The report also identifies one potential and seven existing bodies that are responsible for overseeing certain pieces of surveillance legislation. Whilst it is certainly useful to see all of the roles explained in one document, there is a deeper issue that the guidance fails to resolve. To the general public the Commissioner system appears confusing and un-transparent meaning that it is vital that the occupants of these positions begin to properly communicate their roles and their findings to the public. This is something that has been called for the Shadow Home Secretary Yvette Cooper, who argued that there should be an “overhaul” in how the system functions. The Home Affairs Select Committee (HASC) (PDF) also singled out the Intelligence Services Commissioner (ISC) and the Interception of Communications Commissioner (IOCC) for particular criticism saying that it was “unacceptable that there is so much confusion” around their work.
HASC also identified another weakness that should be considered when addressing the Commissioner system: the level of scrutiny that Commissioners are able to carry out is severely limited as they are usually only part time and supported by a small number of staff members. One example that is quoted is that the ISC examines less than 10% of warrants that allow surveillance of members of the public. The committee recommended that the resources of the Commissioner be expanded to allow scrutiny of around 50% of warrants. This is something that Big Brother Watch fully supports.

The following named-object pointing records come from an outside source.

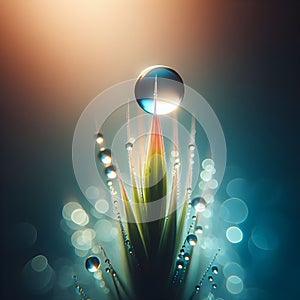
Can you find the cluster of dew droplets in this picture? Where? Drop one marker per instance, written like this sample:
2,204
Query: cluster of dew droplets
184,256
111,173
214,271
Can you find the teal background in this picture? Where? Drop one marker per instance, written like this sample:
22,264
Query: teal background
248,71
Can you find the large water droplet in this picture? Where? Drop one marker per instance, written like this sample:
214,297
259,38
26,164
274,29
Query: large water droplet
111,172
215,269
192,239
199,229
129,146
92,263
180,264
199,204
170,89
99,138
105,156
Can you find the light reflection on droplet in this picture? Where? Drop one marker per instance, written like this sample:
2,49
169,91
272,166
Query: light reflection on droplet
170,89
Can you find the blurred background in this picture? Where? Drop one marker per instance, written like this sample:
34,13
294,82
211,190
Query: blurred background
56,56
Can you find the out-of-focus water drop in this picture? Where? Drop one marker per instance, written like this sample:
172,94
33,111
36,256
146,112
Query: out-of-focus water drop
92,263
129,146
180,264
191,239
199,204
170,89
110,172
234,234
99,138
105,156
198,229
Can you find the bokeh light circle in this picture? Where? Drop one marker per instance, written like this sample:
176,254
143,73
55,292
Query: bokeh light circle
234,234
234,210
234,284
39,263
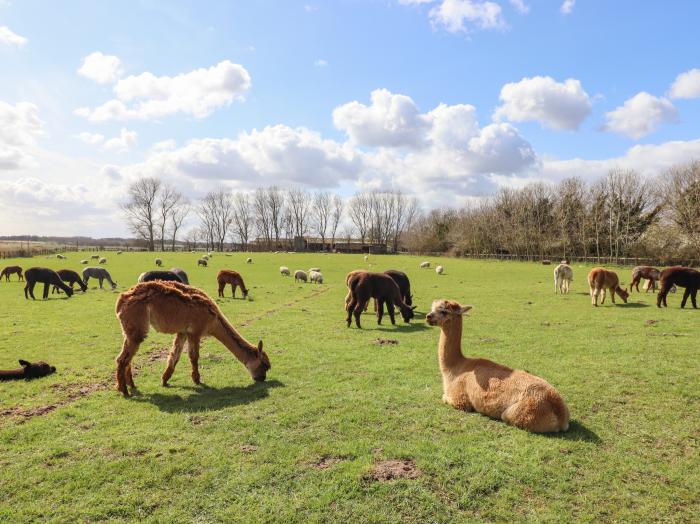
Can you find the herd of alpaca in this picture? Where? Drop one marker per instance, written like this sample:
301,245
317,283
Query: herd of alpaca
165,301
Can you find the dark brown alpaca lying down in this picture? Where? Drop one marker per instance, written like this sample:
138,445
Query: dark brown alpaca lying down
28,371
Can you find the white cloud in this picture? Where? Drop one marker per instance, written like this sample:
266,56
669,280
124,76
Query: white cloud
521,6
557,105
91,138
197,93
8,37
567,6
125,141
390,121
686,85
457,16
101,68
20,126
640,115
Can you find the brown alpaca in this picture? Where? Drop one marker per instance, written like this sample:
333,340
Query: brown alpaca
28,371
679,276
650,273
381,287
476,384
599,280
228,276
11,270
172,307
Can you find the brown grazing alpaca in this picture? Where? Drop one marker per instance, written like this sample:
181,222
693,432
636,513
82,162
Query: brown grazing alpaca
650,273
476,384
11,270
71,278
28,371
228,276
680,276
172,307
46,276
599,280
381,287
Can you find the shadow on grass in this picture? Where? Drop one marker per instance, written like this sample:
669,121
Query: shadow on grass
577,432
205,398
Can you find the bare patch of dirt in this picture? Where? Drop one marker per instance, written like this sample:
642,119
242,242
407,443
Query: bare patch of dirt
387,470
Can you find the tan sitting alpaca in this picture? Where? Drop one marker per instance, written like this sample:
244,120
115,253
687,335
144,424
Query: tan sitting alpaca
477,384
172,307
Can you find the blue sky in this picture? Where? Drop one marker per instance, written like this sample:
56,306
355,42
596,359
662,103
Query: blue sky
303,61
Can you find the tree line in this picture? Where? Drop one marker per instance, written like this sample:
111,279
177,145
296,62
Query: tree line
621,215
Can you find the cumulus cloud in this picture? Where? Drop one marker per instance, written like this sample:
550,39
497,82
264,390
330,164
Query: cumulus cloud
101,68
389,121
557,105
567,6
9,37
20,126
197,93
456,16
640,115
125,141
686,85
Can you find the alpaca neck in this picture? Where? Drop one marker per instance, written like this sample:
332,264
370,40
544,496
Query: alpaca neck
450,346
12,374
225,333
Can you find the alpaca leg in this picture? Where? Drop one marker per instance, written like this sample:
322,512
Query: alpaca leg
173,357
193,351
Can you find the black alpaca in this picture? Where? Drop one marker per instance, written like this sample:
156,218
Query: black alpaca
46,276
682,277
28,371
71,278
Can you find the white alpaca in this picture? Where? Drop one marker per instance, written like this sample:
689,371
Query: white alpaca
563,275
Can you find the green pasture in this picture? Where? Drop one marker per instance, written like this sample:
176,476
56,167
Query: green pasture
302,446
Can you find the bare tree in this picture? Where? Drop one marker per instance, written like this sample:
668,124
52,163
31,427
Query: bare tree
141,209
322,211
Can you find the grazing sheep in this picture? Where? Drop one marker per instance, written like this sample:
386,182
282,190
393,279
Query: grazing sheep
600,279
181,273
563,275
476,384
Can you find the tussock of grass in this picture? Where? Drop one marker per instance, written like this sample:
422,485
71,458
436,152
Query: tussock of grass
304,445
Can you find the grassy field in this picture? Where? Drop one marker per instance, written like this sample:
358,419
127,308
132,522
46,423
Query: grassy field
302,446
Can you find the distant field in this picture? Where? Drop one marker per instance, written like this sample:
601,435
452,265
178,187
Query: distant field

When considering the roles these bodies play it is hard to disagree with David Davis MP who said the Commissioners were “good people doing impossible jobs”. No amount of well-intentioned guidance is going to change the fact that the Commissioners are all in part time roles that often overlap, supported by a very small staffs and tasked with overseeing a mass of complex legislation. Unless real change is effected to improve their effectiveness and help them to properly communicate with the public there will be no improvement in the UK’s surveillance transparency. Something that is needed now more than ever before.